ぼくは今道を探してる
夜、カーラジオから流れるSCHOOL OF LOCKに耳を傾けながら家路につく。
部屋の扉を開け、落ち着く間もなく着替えを済ませ、また扉の外へと舞い戻る。
風はなく、意外に蒸し暑い。
ウォークマンから垂らしたイヤホンを耳に押し入れ、nano.RIPEでも聴きながらと思ったのだが。
存外、ガサガサとノイズが入って落ち着かない。
結局外したイヤホンをウォークマンにくるくると巻きつけ、また脚を前へ送り出す作業を再開する。
久しぶりに感じる夜の川の匂いと、少しの息苦しさ。
すれ違う似たような格好の人達に、なんだかほっとする。
結局思い描いていた半分も行かないところで折り返した。
こんなんでよくシティマラソン出たいとかぬかしてたな。
過去の自分は随分とアホのようだ。
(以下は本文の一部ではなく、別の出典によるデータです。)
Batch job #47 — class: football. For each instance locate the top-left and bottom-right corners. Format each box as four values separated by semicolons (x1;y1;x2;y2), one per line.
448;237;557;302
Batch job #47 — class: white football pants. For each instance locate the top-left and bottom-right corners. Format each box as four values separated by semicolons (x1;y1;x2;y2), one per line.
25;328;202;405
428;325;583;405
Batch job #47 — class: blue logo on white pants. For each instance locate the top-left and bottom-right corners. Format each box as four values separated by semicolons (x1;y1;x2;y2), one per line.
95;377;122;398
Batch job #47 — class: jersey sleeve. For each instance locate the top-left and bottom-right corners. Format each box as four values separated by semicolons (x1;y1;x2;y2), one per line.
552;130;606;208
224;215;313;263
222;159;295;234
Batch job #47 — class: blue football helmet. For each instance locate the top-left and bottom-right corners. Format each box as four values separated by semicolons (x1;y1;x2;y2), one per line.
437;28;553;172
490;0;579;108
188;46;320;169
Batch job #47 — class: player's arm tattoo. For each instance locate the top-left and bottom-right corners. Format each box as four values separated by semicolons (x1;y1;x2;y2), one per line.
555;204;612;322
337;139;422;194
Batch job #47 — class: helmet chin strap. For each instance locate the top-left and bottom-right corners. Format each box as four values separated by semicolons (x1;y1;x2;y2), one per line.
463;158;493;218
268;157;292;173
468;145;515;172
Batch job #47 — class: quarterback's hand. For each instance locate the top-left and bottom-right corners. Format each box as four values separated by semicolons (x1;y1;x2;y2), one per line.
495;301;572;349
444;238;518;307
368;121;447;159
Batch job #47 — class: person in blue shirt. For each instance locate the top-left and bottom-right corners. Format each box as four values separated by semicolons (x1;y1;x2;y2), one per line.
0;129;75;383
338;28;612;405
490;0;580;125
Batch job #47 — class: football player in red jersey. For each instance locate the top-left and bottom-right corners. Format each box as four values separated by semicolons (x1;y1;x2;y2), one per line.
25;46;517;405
ただ、今もそう変わらない。
途中歩いたりもも上げをしながら来た道を戻る。
一人、静かな一本道を歩くのはなんとも気持ちがいい。
あとこれは最近気づいたのだが、苦しい状況に自ら身を投じていくのがどうも嫌いじゃないらしい。
ランニングってやつは、それにぴったりみたいだ。
はじまりはふとした瞬間に
前々から思っていた。自分は言葉を伝えるのが苦手だと。
いつも、とぎれとぎれになる。言葉が、つながって出てこない。
毎日たくさん話すことが良いトレーニングになるのだろうが、自分の中にある言葉と一人で向き合う時間も必要だと思った。
だから、今日から日記を書き始める。
現在24歳、今年で25歳になる。
なにを今更という感じだが、今から始めないと遅れを取るばかりだ。
そんな焦りのようなものを抱えながら、とりあえずの一歩を踏み出した。
書きたいテーマなんて決まっていない。ただ毎日何かしらの言葉は残そうと思う。
一単語だっていい。その日その日の情景、出来事、確かにそこに存在したものを記していく。
思いつきでいい。大それた準備なんかいらない。きっと何を始めるにもそれは共通している。
校正も、多分ほとんどしない。頭に浮かんだものをそのまま吐き出す練習だ。
それを恐れていた今までの自分とサヨナラできるように。
いつか、自分だけの言葉を持っている人間になれるように。
まずはここから。
いつもどおりの平日が終わる、真夜中のアパートから。